Deep Learning algorithms to give retailers the benefit of collecting and analyzing customer data points — specific keywords, online navigation patterns, price points on their shopping cart, actual purchases, and their “likes,” among others — to determine what users are searching for, and anticipate the next trend.

For example, Intelligence Node is reported to be able to track exact and close matches to their product, potentially giving retailers the opportunity to recommend and promote items that match emerging trends.

Create Unique Artworks in the Style of Famous Artists

This past October, the first AI generated art went to auction. Christie’s sold the painting created by artificial intelligence for $432,500.
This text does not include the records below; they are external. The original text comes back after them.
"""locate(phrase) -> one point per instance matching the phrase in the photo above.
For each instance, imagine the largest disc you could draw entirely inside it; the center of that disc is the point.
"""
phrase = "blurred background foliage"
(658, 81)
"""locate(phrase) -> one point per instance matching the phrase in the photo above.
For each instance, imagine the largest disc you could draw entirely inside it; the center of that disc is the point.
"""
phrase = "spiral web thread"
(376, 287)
Artificial intelligence can produce a legitimately classical-looking portrait, using a model called a GAN (generative adversarial network). By feeding an algorithm a training data set tens of thousands of portraits created between the 14th and 20th centuries. Using these images, the algorithm was able to “generate” new images similar to the ones it had been fed. These new portraits were then presented to another algorithm (the “adversarial” part of the GAN acronym) that was trained to distinguish between images produced by humans versus those by machines—a Turing-like test for artworks—until the generated portraits could fool this discriminator into thinking they were “real,” too.

AI generated art

This is a non-exhaustive list of practical AI use cases. However the ones selected above were chosen because they transfer to other industries and data sets. For many, AI is a question of where to start. To this end, we have collaborated with Voltage Control to develop a canvas for AI adoption. If you don’t know where to start, it’s helps develop strategies and identity use cases for AI. When you are ready to explore finding applications of machine learning in your world, start with the problem first. Hone in on your biggest problem with the most data available. End with selecting the application for machine learning to maximize likelihood for success.